Three weeks later I was home. Among the messages waiting for me was one that, for a few minutes, had me foxed. Then I realised it was from the helpful woman, who'd called several days after I'd met her to tell me she had my jacket. I tried to call the number she left but couldn't connect. I got hold of J and S in Kunming and asked if they would try. After a couple of weeks and a lot of attempts, they did. My jacket was in Guangzhou ready to be picked up. They asked if it could be sent to Kunming. She wasn't sure if it could, she'd have to put in a special request to have something sent to someone who wasn't the person who lost it. More weeks went by. I kept thinking I should ask S and J to ask the helpful young woman to send them a photo of my alleged jacket so that when it turned out not to be mine I could save everyone a lot of trouble.  
Meanwhile I endured every stage of grief for my age-inappropriate jacket: denial, anger, bargaining, depression, acceptance. I had even, in Kunming, rushed into the doomed exercise of buying a replacement. But it wasn't a replacement at all.
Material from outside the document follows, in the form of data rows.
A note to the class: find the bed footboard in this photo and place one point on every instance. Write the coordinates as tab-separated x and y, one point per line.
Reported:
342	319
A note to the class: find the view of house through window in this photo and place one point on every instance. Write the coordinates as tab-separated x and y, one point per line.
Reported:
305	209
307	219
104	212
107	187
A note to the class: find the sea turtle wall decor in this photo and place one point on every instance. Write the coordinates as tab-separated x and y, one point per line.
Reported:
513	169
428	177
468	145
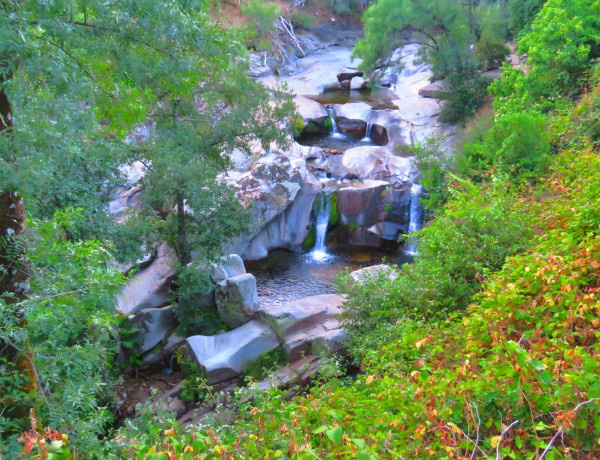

I rejected it. It suffers in silence in the back of the spare room cupboard.
Then J caught me online a week or so ago and promptly skyped. "We've got it!" he called as soon as I picked up, and waved something in front of the camera - my lovely vulgar pretend-leather jacket.
You could, if you were so inclined, interpret this story as a sad illustration of people's attachment to material objects, and of the superficiality of women or of human beings in general. So go on, and see where it gets you.
What I see is a young woman in another country, who works for and probably isn't paid all that much by a frankly rather crummy airline, who took the trouble to listen to what some tourist gabbled at her about something pretty unimportant and follow through on it, at some inconvenience and for absolutey no reward.
Whoever you are, thank you. And here are some flowers as a token of my appreciation.
Now all I have to do is get my jacket from Kunming to Wellington.

1 comment:

  1. How lovely! Could you send her real flowers?

    On another note, I've booked into Felworth House too. I _think_ there's still one room left. Are you really sharing with Cheryl AND Suzanne? I take it you grabbed the king size?